Arbeitgeber trägt Vergütungsrisiko für eigene Quarantäneanordnung
Plötzlich wird der Urlaubsort zum Risikogebiet: Seit Beginn der Coronapandemie stehen Arbeitgeber immer wieder vor neuen Fragen. Auch die Problematik, wie damit umzugehen ist, wenn ein Arbeitnehmer aus einem Risikogebiet zurückkehrt, bleibt weiter aktuell. Ist der Arbeitgeber dann im Fall einer Quarantäne zur Lohnfortzahlung verpflichtet? Das Arbeitsgericht Dortmund hatte einen Fall zu beurteilen, bei dem das Robert-Koch-Institut (RKI) im März 2020 den Urlaubsort eines Beschäftigten während dessen Urlaub als Risikogebiet einstufte. Der Arbeitgeber ordnete vorsorglich eine Quarantäne des Mitarbeiters an, eine behördliche Anweisung erfolgte jedoch nicht.
Arbeitszeitabzug für Quarantäne nach Risikogebiet-Urlaub rechtmäßig?

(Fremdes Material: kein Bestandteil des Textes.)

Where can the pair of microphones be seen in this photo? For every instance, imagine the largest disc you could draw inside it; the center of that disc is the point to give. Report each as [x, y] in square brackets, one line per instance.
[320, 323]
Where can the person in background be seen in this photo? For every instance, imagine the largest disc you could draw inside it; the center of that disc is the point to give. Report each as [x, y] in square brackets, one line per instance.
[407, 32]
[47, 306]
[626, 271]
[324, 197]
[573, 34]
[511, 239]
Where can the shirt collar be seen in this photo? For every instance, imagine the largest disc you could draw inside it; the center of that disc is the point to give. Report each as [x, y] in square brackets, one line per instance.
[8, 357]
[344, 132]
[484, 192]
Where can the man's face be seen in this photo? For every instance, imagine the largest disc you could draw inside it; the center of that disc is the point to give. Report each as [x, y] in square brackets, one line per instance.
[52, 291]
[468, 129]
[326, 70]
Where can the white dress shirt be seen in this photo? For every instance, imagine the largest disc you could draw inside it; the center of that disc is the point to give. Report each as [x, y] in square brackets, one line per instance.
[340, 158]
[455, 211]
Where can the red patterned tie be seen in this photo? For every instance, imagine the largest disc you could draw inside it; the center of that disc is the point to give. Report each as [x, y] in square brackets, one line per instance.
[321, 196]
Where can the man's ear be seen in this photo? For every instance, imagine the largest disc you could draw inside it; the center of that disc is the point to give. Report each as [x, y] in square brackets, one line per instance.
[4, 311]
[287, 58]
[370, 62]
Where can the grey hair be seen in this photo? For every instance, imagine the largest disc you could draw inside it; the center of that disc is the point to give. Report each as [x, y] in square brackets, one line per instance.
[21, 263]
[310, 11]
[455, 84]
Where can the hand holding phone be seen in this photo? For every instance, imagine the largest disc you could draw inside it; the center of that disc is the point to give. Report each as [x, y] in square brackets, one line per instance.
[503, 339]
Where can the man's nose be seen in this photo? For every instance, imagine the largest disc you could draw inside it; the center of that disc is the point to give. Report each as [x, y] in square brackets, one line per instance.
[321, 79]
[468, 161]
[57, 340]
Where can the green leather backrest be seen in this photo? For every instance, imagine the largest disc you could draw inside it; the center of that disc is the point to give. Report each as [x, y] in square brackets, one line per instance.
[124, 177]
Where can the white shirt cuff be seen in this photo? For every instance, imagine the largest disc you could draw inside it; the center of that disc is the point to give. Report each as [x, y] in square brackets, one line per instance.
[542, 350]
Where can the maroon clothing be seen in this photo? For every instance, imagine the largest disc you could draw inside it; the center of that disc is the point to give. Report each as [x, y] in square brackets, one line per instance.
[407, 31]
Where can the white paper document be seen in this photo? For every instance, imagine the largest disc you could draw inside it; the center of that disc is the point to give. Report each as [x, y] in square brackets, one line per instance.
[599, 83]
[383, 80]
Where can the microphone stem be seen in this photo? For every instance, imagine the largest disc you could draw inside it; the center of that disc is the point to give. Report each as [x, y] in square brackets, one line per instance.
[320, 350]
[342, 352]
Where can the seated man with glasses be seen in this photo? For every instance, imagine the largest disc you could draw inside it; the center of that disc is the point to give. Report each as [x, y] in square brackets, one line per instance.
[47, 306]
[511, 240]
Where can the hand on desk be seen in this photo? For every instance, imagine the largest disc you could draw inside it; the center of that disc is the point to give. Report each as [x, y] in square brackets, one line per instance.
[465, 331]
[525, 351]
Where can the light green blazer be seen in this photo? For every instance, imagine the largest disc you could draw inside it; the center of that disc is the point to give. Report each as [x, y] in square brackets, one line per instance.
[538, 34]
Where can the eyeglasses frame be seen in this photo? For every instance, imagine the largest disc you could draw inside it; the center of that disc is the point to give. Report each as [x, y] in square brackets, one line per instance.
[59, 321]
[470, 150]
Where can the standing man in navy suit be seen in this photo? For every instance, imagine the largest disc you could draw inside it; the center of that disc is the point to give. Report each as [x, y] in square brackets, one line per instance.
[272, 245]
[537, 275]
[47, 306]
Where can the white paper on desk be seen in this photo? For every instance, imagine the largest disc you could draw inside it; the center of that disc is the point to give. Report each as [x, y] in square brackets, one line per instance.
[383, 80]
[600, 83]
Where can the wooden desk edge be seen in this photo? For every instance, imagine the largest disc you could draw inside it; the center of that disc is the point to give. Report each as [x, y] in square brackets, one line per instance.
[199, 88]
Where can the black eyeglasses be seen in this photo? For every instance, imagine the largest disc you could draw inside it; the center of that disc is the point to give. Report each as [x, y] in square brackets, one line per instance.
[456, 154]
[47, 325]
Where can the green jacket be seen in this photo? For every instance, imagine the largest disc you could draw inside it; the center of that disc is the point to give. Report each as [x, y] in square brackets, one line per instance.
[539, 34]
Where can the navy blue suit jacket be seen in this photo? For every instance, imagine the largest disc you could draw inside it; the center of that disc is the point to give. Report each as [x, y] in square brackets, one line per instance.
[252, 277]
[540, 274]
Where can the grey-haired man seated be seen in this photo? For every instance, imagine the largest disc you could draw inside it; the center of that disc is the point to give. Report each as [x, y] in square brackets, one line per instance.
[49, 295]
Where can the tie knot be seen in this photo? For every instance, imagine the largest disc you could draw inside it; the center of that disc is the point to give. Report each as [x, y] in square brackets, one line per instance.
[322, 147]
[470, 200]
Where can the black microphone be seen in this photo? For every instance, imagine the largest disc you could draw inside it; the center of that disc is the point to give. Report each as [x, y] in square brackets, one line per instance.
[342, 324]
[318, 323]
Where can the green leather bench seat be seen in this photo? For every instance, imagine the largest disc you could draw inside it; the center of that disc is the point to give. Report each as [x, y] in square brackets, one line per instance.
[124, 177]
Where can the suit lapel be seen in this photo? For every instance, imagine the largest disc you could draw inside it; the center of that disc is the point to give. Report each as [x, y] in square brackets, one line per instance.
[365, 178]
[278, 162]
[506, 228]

Der Arbeitnehmer verbrachte seinen Urlaub in der Zeit vom 11. bis zum 15. März 2020 im österreichischen Tirol in einer Ferienwohnung. Am 13. März 2020 erklärte das RKI Tirol zum Risikogebiet. Der Arbeitgeber wies den Arbeitnehmer an, sich nach der Rückkehr für zwei Wochen in häusliche Quarantäne zu begeben und den Betrieb nicht aufzusuchen. Eine behördliche Anordnung der Quarantäne durch das zuständige Gesundheitsamt erfolgte nicht. Der Arbeitgeber zog die Zeit der Quarantäne vom Positivsaldo des Arbeitszeitkontos des Mitarbeiters ab. Hiergegen wehrte sich der Arbeitnehmer vor Gericht.
Quarantäne: Muss der Arbeitgeber die Arbeitszeit vergüten?
Der Arbeitnehmer machte geltend, dass das RKI bei Beginn seiner Reise Tirol noch nicht als Risikogebiet eingestuft habe. Zudem habe ein niedriges Risiko bestanden, da er in einer Ferienwohnung mit Selbstversorgung untergebracht war. Vor Gericht beantragte er eine Gutschrift der zu Unrecht abgezogenen Arbeitszeit von 62 Stunden und 45 Minuten auf dem Arbeitszeitkonto. Der Arbeitgeber war überzeugt, dass er zur Verrechnung der Positivstunden berechtigt war, da der Arbeitnehmer für die 14 Tage Quarantäne keinen Anspruch auf Vergütung habe. Die Gefahr von Reisen nach Tirol sei bekannt gewesen, aus seiner Sicht habe der Beschäftigte grob fahrlässig gehandelt.
Arbeitgeber trägt Vergütungsrisiko für seine Quarantäneanordnung
Das Arbeitsgericht Dortmund entschied, dass der Arbeitgeber verpflichtet ist, dem Arbeitszeitkonto des Mitarbeiters 62 Stunden und 45 Minuten gutzuschreiben.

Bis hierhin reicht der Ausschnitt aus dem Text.